呵呵!原来他就是这样看她的!原来在他心中她就是如此卑鄙的人!
司徒允惠的眸光一点一点地变冷,像是不认识他一般淡淡地与他对视。泛疼的心,已然千疮百孔……
“谁让你自作主张去抓帅佳明的手?”岺子睿越想越生气,越想越害怕。他倏地朝她跨进一步,狠狠瞪着她气急败坏地低吼。
“我只是自救!”她看着他,淡淡地吐字,冷若冰霜的模样与他的怒不可遏形成强烈的对比。
“自救?”他冷笑,气得胸腔微微起伏,抬手指着手术室,咬着牙根尖锐地叫道:“对!你倒是自救了,却把安晴害进了手术室!”

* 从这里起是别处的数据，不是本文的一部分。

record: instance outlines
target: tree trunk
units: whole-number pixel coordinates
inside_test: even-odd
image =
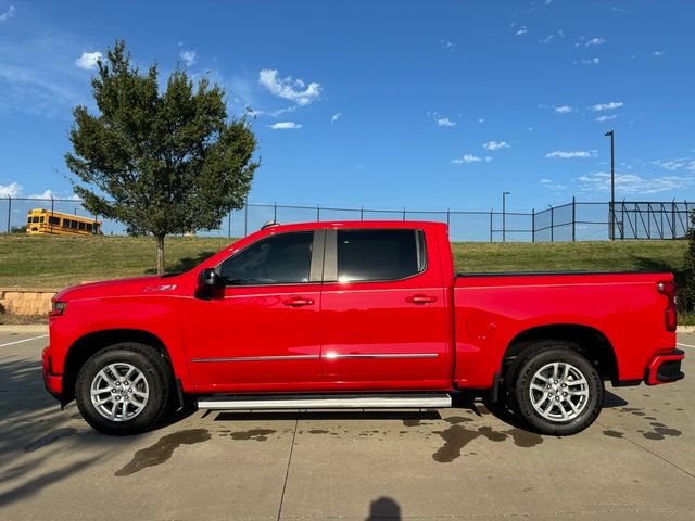
[[[164,237],[156,236],[156,272],[164,274]]]

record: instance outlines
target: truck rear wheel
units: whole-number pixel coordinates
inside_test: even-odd
[[[508,394],[514,412],[531,428],[556,435],[576,434],[598,417],[604,382],[574,344],[544,343],[531,348],[513,371]]]
[[[75,399],[83,418],[104,434],[128,435],[152,429],[167,410],[170,370],[142,344],[106,347],[83,366]]]

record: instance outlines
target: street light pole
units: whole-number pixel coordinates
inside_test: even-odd
[[[610,130],[610,240],[616,240],[616,134]]]
[[[507,195],[511,192],[502,192],[502,242],[507,242]]]

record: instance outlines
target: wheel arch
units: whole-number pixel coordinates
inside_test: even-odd
[[[105,329],[92,331],[77,339],[70,346],[65,357],[65,368],[63,371],[63,394],[61,405],[65,406],[75,398],[75,383],[77,374],[85,363],[96,353],[110,345],[122,342],[136,342],[147,345],[160,353],[166,360],[172,374],[175,373],[172,357],[164,342],[154,333],[140,329]]]
[[[618,359],[612,344],[598,329],[580,323],[538,326],[519,332],[505,350],[503,369],[513,365],[528,350],[533,350],[539,342],[552,341],[577,344],[580,353],[596,366],[604,380],[610,380],[614,384],[619,382]]]

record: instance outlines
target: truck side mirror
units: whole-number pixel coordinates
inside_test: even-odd
[[[206,268],[200,272],[199,285],[201,288],[222,288],[222,278],[214,268]]]
[[[222,277],[217,275],[214,268],[203,269],[198,277],[195,298],[212,301],[224,285]]]

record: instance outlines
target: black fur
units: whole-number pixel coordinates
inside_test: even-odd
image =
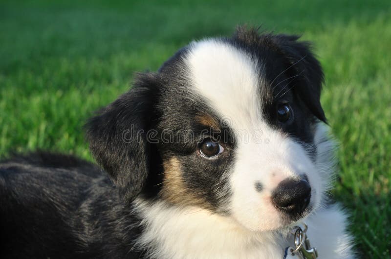
[[[239,28],[232,38],[220,40],[263,62],[262,76],[269,84],[260,89],[263,99],[260,103],[269,124],[310,144],[312,123],[317,119],[326,121],[320,103],[323,75],[308,43],[298,39]],[[143,256],[145,251],[133,245],[143,229],[131,202],[137,197],[152,202],[162,199],[162,164],[173,156],[180,159],[186,187],[193,195],[215,212],[227,213],[222,204],[230,194],[223,188],[228,179],[222,178],[234,161],[235,136],[206,100],[186,85],[181,58],[188,51],[180,50],[156,73],[139,75],[130,91],[88,121],[91,152],[104,171],[73,157],[44,153],[2,161],[3,258]],[[276,120],[276,105],[284,100],[295,112],[295,122],[289,125]],[[201,134],[205,126],[194,120],[200,114],[209,115],[220,124],[219,132],[209,134],[222,139],[225,157],[208,161],[195,156],[205,136]],[[161,133],[167,129],[191,130],[195,135],[181,135],[174,143],[149,140],[150,130]],[[131,135],[135,133],[136,137]],[[262,186],[257,188],[261,191]]]

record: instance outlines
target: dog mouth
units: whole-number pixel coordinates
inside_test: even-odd
[[[313,205],[312,203],[310,203],[309,201],[308,202],[306,201],[306,203],[307,203],[307,204],[303,210],[293,211],[293,213],[292,212],[290,213],[286,213],[285,212],[280,213],[282,224],[283,227],[290,227],[292,224],[296,224],[312,212]]]

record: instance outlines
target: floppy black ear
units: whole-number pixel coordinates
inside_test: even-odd
[[[276,35],[280,51],[288,61],[292,76],[300,75],[295,82],[293,90],[296,91],[309,110],[318,119],[327,123],[320,102],[323,71],[319,61],[311,51],[311,44],[307,41],[298,41],[300,37],[285,35]]]
[[[140,192],[150,170],[152,147],[146,135],[152,127],[158,88],[157,76],[139,75],[130,91],[86,125],[93,156],[127,201]]]

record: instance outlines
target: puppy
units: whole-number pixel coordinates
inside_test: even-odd
[[[326,195],[323,74],[298,38],[239,28],[138,75],[87,124],[103,170],[44,153],[3,161],[0,253],[278,259],[305,223],[319,258],[354,257]]]

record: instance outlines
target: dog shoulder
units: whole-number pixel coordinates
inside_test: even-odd
[[[348,216],[334,204],[310,216],[307,221],[308,236],[322,258],[355,258],[353,238],[347,232]]]

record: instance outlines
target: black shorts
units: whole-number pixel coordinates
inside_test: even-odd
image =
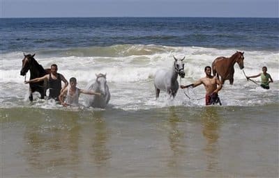
[[[264,84],[261,84],[261,87],[262,88],[266,89],[266,90],[269,89],[269,86],[266,86],[266,85],[264,85]]]

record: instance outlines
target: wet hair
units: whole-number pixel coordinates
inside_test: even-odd
[[[52,65],[50,66],[50,67],[55,67],[57,68],[57,65],[56,65],[56,64],[52,64]]]
[[[75,79],[75,77],[71,77],[70,79],[70,82],[75,82],[77,83],[77,79]]]
[[[210,66],[206,66],[206,67],[204,67],[204,72],[206,71],[206,69],[207,69],[207,68],[209,68],[209,69],[211,70],[211,67]]]

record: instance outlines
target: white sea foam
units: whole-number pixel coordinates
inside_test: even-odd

司徒允惠微微眯眸,脸色蓦地一白,面对他的指责不知该哭还是该笑。他这是在责怪她连累了他最爱的女人吗?呵!他要不要这么可笑?
“安晴今天要是被你害死了,我看你于心何安!”岺子睿愤愤地叫着,看她一副无动于衷的样子就更来气,于是气头之上有些话来不及好好斟酌就冲口而出,“司徒允惠,我看你就是存心找事儿!帅佳明已经在我的控制范围之内,谁让你妄动的?刀子无眼,要是伤到你——”
“我活该!”她冷冷看着他,忍无可忍地阻断他的话。在他愤怒的瞪视中,她面无表情地淡淡道:“我今天要是死了,那就当我活该好了!”
他可知,当时他说的那些充满羞_辱性的绝情话,比帅佳明手里的美工刀更具杀伤力。
闻言,岺子睿霍地瞠大双眼不可置信地看着不识好歹的小女人,狠狠抽了口冷气,爱恨不能。
她的眼底,慢慢染上一层悲哀,她异常平静地看着他铁青的俊脸,冷笑着轻言细语地对他说:“岺子睿,你凶什么?你吼什么?请你搞清楚,我没求着你来。”
“你——”岺子睿气结,狠狠咬着牙根死死瞪着她,差点被她的没心没肺气得吐血。
该死的女人!居然敢说她没求着他来?呵!她有危险他能不来吗?她怎么就能说出这种伤人的话呢?真是……气死他了!